Britain made the uranium claim in a dossier last September despite being told the US Central Intelligence Agency had "reservations" about its inclusion.
The paper said its information came from senior Whitehall sources.
US administration officials have criticised the inclusion of a reference to the nuclear claim and the nation in President George W. Bush's January 28 State of the Union Address, and pointed out that it had not been corroborated by Washington's intelligence network.
CIA chief George Tenet, who took the blame for Bush's discredited prewar claim, came under fire again Sunday with a leading Republican senator suggesting he resign.
The Financial Times said it had learnt the original information on the nuclear claim came from two west European countries, and not from now discredited documents that proved to be forgeries.
The financial daily reported an official saying the information from foreign intelligence services was not shared with the US because it "was not ours to share".
The Italian government on Sunday denied reports that its intelligence services handed the United States and Britain documents indicating that Iraq was seeking uranium from Niger for a nuclear weapons programme.
The denial followed a report by Italy's Corriere della Sera newspaper that Rome's SISMI intelligence services had given Washington and London documents in late 2001, showing the regime of Iraqi leader Saddam Hussein had sought uranium from the African state.

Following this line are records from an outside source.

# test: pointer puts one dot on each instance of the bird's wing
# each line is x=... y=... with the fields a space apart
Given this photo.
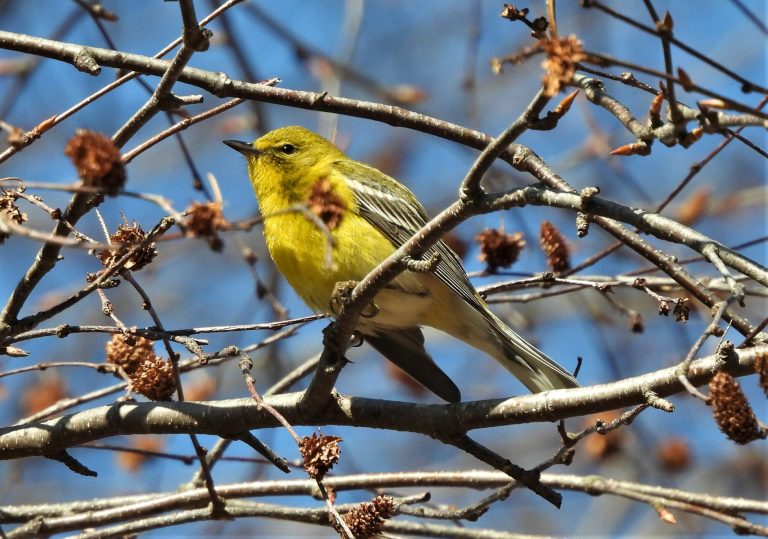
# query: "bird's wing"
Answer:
x=395 y=212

There is considerable doubt in London and Washington over the strength of the US and British case for ending UN arms inspections and launching the March 20 invasion to topple the Iraqi leader Saddam Hussein.
Hans Blix, who was the UN weapons chief inspector in Iraq in the run-up to war, added to the criticism, telling The Independent on Sunday that Britain had "over-interpreted the intelligence they had."
The Daily Telegraph reported that "US intelligence sources believe that the most likely source of the MI6 intelligence was the French secret service, the DGSE. Niger is a former French colony and its uranium mines are run by a french company that comes under the control of the French atomic energy commission."
The French secret service is believed to have refused to allow MI6 to give the Americans "credible" information showing that Iraq was trying to buy uranium ore from Niger, the Telegraph reported.
A third British newspaper, The Guardian, cited government officials saying the nuclear claim came from a "close ally" but one which didn't want Britain to give it to the US as a further pretext for war.
"It has become an enormously overblown issue," White House national security adviser Condoleezza Rice told CNN.
"The president of the United States did not go to war because of the question of whether or not Saddam Hussein sought the uranium in Africa," she said.
Earlier, on Fox News Sunday, she dismissed the notion as "ludicrous."